Reference formulas
1) Temperature correction (to 25°C)
\[
E_{25}
=
E_{meas}
+
k_t \,\times\, (T - 25)
\]
\(E_{meas}\) = measured potential at temperature \(T\)
\(k_t\) = electrode temperature coefficient (mV/°C)
\(T\) = reference electrode temperature (°C)
2) General conversion (between reference electrodes)
\[
V_{Target}
=
V_{Measured}
+
(E_{Source} - E_{Target})
\]
\(V_{Target}\) = reading on target reference electrode scale
\(V_{Measured}\) = reading on source reference electrode scale
\(E_{Source}\) = standard potential of source reference (vs SHE)
\(E_{Target}\) = standard potential of target reference (vs SHE)
Problem 1 — CSE Temperature Correction (Cold)
A pipeline potential is measured as -850 mVCSE.
The reference electrode temperature is 5°C.
Calculate the corrected potential at the standard temperature of 25°C.
Reveal solution
\[
\begin{array}{c}
E_{25}
=
E_{meas}
+
k_t \,\times\, (T - 25) \\[10pt]
E_{25}
=
-850
+
0.9 \,\times\, (5 - 25) \\[10pt]
E_{25}
=
-850
+
0.9 \,\times\, (-20) \\[10pt]
E_{25}
=
-850
-
18
=
-868\ \text{mV}
\end{array}
\]
Answer: −868 mVCSE
Problem 2 — CSE Temperature Correction (Hot)
You measure a structure potential of -900 mVCSE.
The reference electrode temperature is 45°C.
What is the actual potential corrected to 25°C?
Reveal solution
\[
\begin{array}{c}
E_{25}
=
-900
+
0.9 \,\times\, (45 - 25) \\[10pt]
E_{25}
=
-900
+
0.9 \,\times\, 20 \\[10pt]
E_{25}
=
-900
+
18
=
-882\ \text{mV}
\end{array}
\]
Answer: −882 mVCSE
Problem 3 — Conversion (CSE to SCE)
A potential is measured as -850 mVCSE at 25°C.
Convert this reading to the Saturated Calomel Electrode (SCE) scale.
Reveal solution
\[
\begin{array}{c}
V_{SCE}
=
V_{CSE}
+
(E_{CSE} - E_{SCE}) \\[10pt]
V_{SCE}
=
-0.850
+
(0.316 - 0.244) \\[10pt]
V_{SCE}
=
-0.850
+
0.072
=
-0.778\ \text{V}
\end{array}
\]
Answer: −778 mVSCE
Problem 4 — Conversion (CSE to Ag/AgCl Seawater)
An offshore pipeline riser measures -0.950 VCSE.
What would this reading be if measured with a Silver/Silver Chloride (Seawater) electrode?
Reveal solution
\[
\begin{array}{c}
V_{SSC}
=
V_{CSE}
+
(E_{CSE} - E_{SSC}) \\[10pt]
V_{SSC}
=
-0.950
+
(0.316 - 0.256) \\[10pt]
V_{SSC}
=
-0.950
+
0.060
=
-0.890\ \text{V}
\end{array}
\]
Answer: −0.890 VSSC
Problem 5 — Multi-Step (Temperature and Conversion)

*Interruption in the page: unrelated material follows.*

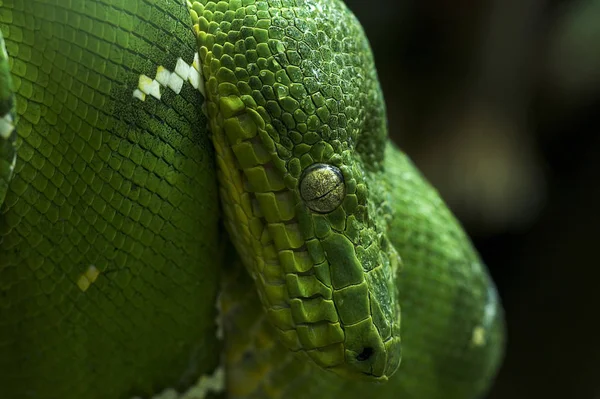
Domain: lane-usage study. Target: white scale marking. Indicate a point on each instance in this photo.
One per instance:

You measure -1125 mVCSE with the electrode at
-7°C. Convert this to the equivalent potential with respect
to SCE.
Reveal solution
\[
\begin{array}{c}
E_{25}
=
-1125
+
0.9 \,\times\, (-7 - 25) \\[10pt]
E_{25}
=
-1125
+
0.9 \,\times\, (-32) \\[10pt]
E_{25}
=
-1125
-
28.8
=
-1153.8\ \text{mV} \\[10pt]
V_{SCE}
=
-1.1538
+
(0.316 - 0.244) \\[10pt]
V_{SCE}
=
-1.1538
+
0.072
=
-1.0818\ \text{V}
\end{array}
\]
Answer: −1082 mVSCE (approx)
Problem 6 — SCE Temperature Correction
A lab sample measures -750 mVSCE.
The reference cell temperature is 35°C.
Calculate the potential corrected to 25°C.
Reveal solution
\[
\begin{array}{c}
E_{25}
=
-750
+
(-0.7) \,\times\, (35 - 25) \\[10pt]
E_{25}
=
-750
-
7
=
-757\ \text{mV}
\end{array}
\]
Answer: −757 mVSCE
Problem 7 — SSC Temperature Correction
You measure -900 mV using an Ag/AgCl (Seawater) electrode
in cold water at 5°C.
Calculate the potential corrected to 25°C.
Reveal solution
\[
\begin{array}{c}
E_{25}
=
-900
+
(-0.33) \,\times\, (5 - 25) \\[10pt]
E_{25}
=
-900
+
(-0.33) \,\times\, (-20) \\[10pt]
E_{25}
=
-900
+
6.6
=
-893.4\ \text{mV}
\end{array}
\]
Answer: −893 mVSSC (approx)
Problem 8 — Conversion (SSC to CSE)
A structure measures -800 mV vs Ag/AgCl (Seawater) at 25°C.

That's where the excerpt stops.